海へ行くはずであった。大洗の海へ....
ところが夫の気まぐれで というか 最初からそのつもりであったのか 行き先を変更して 会津にゆくことになった。会津は今年一月 亡くなった義父の故郷である。今まで書いてきたように 福島飯舘が夫の出処であるが なかなか込み入った家系であった。
祖父の直市は 会津鉄道の工事を請け負った福島でも一、二の土建屋であった。会津田島から会津高原までの工事のとき 直市は田島の旅館に泊り込んで工事の指揮をとっていたのだが その旅館の娘といい仲になり飯館に連れ帰った。ところが直市にはすでに妻がいたので妻妾同衾ということになった。正妻には娘がふたりいたが 男子はいなかったので 田島から弟を呼び 長女と娶わせ 跡継ぎにした。ところが長女が結核で世を去り 次女がのち添えになった。この鶴さんが夫の母である。鶴さんはそのとき ひそかに想いを寄せていたひとがいたらしい。
今日は その元旅館の夫の従兄を訪ねたのである。会津西街道には鬼怒川から入った。花さんざめく春と紅葉の秋はじつにうつくしい街道であって わたしはこの道がすきである。けれども 途中 眼がシバシバしたり耳がイタクなったところがあった。このうつくしい山河にも放射能が降ったのであろう。荒海 アラカイ と読む。このあたりらしく 酒屋で好物の酒 男山を二本くくってもらった。大きな家だった。義父の葬式ではじめて会ってすっかり気に入ってくれた叔母さんはねぎを植えに畑に行っていなかった。息子さんが迎えに行ってくれ 軽トラを運転して畑から戻ってきた叔母さんとわたしはハグした。
会津の女は強い。秩父の女もつかたくよいけど。.... わたしは男気があってやさしい そんな女のひとがだいすきだ。鶴かあさんの人生も叔母さんの人生も 妾になった 伯母さんもたいへんな人生だったと思う。でも... みんな 運命を抱きしめて生きた、たたかった。わたしは会津の出ではないけれど おとこ気のあるそしてやさしいつよい女でありたい。....そう思う。
叔母さんと別れて 道の駅たじまで昼食をとった。喜三郎 というそばやであったが その佇まいから予感どおり 売り物とは思えないほどのいただけない蕎麦だった。ラーメンもすっぱかったとのこと。

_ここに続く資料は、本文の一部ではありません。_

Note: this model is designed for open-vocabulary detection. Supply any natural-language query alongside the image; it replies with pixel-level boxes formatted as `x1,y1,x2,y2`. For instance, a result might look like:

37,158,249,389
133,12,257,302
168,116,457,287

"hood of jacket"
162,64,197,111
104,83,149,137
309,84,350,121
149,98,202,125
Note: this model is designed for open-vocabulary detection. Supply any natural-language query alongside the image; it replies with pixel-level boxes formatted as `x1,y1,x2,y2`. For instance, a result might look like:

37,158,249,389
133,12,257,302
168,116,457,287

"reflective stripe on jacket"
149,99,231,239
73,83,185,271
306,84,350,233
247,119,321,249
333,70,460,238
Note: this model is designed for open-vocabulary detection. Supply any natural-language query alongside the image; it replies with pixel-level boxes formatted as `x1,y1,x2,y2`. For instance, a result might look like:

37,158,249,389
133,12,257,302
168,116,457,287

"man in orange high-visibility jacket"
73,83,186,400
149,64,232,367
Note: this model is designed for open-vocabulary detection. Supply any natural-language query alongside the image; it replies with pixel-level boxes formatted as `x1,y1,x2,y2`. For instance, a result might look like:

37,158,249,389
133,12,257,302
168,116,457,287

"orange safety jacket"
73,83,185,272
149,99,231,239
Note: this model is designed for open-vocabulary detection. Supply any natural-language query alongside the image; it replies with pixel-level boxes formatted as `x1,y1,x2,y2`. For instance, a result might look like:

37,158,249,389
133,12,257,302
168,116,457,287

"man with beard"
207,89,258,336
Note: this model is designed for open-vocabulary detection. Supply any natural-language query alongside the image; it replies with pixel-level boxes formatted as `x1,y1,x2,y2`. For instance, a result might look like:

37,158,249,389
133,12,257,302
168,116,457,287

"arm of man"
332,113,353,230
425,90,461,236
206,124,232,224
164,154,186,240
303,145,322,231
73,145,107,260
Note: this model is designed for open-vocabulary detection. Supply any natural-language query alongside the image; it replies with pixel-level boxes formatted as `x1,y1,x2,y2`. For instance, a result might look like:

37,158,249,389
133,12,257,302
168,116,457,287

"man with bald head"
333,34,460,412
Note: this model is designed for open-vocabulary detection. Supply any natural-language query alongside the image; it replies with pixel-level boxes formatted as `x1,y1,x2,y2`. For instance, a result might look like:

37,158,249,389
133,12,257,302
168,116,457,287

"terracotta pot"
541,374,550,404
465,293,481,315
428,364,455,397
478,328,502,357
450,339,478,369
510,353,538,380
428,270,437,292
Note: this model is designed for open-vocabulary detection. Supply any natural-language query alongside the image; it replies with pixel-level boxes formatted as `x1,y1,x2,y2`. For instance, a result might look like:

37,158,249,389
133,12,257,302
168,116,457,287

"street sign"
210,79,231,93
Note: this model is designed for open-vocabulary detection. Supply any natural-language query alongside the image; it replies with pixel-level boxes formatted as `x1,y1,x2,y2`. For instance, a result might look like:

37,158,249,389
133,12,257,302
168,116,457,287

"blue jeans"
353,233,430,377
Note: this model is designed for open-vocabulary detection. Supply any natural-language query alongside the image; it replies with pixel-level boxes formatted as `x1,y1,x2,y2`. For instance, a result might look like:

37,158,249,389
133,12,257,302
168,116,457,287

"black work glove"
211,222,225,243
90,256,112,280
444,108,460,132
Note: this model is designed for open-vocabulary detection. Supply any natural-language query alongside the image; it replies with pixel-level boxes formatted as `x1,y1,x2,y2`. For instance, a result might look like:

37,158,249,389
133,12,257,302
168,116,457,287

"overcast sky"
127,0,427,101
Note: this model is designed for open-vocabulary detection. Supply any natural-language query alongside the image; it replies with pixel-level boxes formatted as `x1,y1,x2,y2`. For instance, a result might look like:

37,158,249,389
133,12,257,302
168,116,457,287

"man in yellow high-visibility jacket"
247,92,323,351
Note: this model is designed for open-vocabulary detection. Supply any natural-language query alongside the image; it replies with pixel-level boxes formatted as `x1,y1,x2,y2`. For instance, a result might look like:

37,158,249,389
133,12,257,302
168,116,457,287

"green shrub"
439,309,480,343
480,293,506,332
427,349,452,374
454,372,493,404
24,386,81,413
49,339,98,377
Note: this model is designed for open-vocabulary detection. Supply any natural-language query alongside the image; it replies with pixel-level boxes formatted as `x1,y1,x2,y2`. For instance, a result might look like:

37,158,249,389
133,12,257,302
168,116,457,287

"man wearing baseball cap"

そのあと 二荒山神社中宮祠までと思ったが 遠すぎるので 瀧尾神社に向かった。世界遺産東照宮あたりは日曜でもありたいへんな混雑だったが奥まった瀧尾神社は 緑のしじまにしんとあった。先月の参拝のとき つかわせていただいた杖かわりの木の枝が 石にたてかけてある。ありがたく手にして 石段を登る。すぐと樹齢千年はあろうかと思われる木肌に苔むす杉の巨木がある。ひたひたと杉の大木から氣がつたわってきてありがたく瞑目する。
自分のことをお願いすることは滅多にないのだが この世での役目を果たさせていただけるようご守護を祈った。子どもの戦争全五回 御心に添うように 聴き手のみなさまとえにしをむすべるよう 祈った。子種の石 に どうか ひのもとの国に 子どもがたくさんさずかりますように祈った。
瀧尾神社は 瀬織津姫 を 祀る神社であると思う。ご祭神の田心姫は 宗像三女神のおひとりであるが宗像三女神はもともと一神であられた。熊野のまことのご祭神は瀬織津姫といわれているが 本殿のひだりがわのひろばのようなところの氣が熊野 大斎原の氣に似ている....とてもなつかしい.... 大地の下から脈動を感じる。
今回 はじめて しらいとの瀧をしみじみと見た。
世々を経て 結ぶ契りの 末なれや この瀧の尾の 瀧の白糸
瀧神としての むすひの神としての 瀬織津姫神をつよく 感じた。眼をつぶると 白く輝くお姿が髣髴とした。